Q: What value does blockchain technology offer to elections?

The blockchain storage method performed two functions in the 2018 pilots. First, it secured the incoming votes from 144 voters in 31 countries from manipulation. Second, it functioned as the secure infrastructure that enabled a transparent post-election audit of a voter-verified ballot.

Q: Why is blockchain technology, which is used to secure bitcoin, relevant to elections?

The advantage of a “public blockchain”, which is the type used to distribute trust and secure bitcoin, is not relevant in elections because elections are jurisdiction-specific (e.g. cities, counties, countries), and require the ability to ensure that participation in the blockchain happens within the boundaries of that jurisdiction. As such, a “permissioned blockchain”, rather than a public blockchain, is ideal for West Virginia to provide 24 counties with a single infrastructure to store voting transactions, and to ensure that all validating nodes operate within U.S. boundaries. 
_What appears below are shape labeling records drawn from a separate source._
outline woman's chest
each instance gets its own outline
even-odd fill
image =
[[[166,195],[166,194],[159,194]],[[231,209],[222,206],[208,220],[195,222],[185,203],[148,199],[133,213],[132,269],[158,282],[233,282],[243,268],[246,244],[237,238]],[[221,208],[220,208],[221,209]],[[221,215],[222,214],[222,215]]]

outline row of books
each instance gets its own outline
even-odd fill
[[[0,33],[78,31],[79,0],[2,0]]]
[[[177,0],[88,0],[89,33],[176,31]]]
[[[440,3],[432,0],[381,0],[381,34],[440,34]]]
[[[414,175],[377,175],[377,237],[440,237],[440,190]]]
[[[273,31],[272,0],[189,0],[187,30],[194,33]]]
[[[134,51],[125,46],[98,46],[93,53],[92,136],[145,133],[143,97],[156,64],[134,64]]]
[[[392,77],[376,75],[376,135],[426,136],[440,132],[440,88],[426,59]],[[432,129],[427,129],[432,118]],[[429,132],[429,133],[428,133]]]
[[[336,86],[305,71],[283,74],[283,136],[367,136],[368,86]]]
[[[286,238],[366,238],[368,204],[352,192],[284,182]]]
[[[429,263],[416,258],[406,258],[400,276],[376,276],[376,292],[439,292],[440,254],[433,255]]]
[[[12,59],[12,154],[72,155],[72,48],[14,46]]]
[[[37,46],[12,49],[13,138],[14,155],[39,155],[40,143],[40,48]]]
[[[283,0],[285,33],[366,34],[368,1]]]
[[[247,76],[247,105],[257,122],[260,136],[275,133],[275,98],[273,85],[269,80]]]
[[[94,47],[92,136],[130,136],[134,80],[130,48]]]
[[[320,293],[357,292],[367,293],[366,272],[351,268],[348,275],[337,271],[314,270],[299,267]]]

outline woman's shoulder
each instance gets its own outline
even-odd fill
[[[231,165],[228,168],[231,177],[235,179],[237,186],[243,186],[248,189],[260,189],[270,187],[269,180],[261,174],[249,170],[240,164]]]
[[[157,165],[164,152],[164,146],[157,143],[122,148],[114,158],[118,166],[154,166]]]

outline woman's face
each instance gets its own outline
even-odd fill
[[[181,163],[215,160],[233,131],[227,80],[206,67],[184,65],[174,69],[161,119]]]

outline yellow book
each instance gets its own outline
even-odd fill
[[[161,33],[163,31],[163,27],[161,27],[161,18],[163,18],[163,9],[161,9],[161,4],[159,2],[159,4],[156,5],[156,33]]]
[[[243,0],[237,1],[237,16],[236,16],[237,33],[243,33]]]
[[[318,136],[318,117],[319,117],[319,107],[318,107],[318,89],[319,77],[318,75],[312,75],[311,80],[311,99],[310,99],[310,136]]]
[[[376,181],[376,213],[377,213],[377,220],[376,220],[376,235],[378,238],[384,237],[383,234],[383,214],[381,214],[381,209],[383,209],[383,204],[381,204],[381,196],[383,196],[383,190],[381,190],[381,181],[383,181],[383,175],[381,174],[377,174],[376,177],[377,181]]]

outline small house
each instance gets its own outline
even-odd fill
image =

Q: Was the voter’s ballot private?

Yes. When the voter submits their ballot, an anonymous voter ID (AVID) is created in the smartphone application that is cryptographically attached to all voting transactions. Only the voter knows the AVID linked to their own identity.

Q: Were West Virginia’s county clerks able to perform post-election audits on ballots printed from the blockchain?

Yes, and according to Donald Kersey, West Virginia’s General Counsel, “the West Virginia county clerks were quite pleased with their ability to audit the ballots printed from the blockchain both before and after being tabulated.”

Every ballot was voter-verified. For a small number of voters who accidentally submitted their ballots before voting on every contest, each voter was able to spoil their ballot and cast another. Since blockchain storage is immutable, spoiling the first ballot does not remove it from the blockchain. Both blockchain-stored ballots had the same anonymous voter ID; only the one with the latest timestamp was printed and tabulated.

Progress in elections is slow, and many believe that is a good thing. New technology and new methods inevitably go through a series of trials, and it is through these trials that we learn what works well and where adjustments need to be made.

Voatz is in an exhilarating period of rapid learning and iteration. We look forward to serving election officials who seek to bring greater security and convenience to their voters, regardless of their circumstances.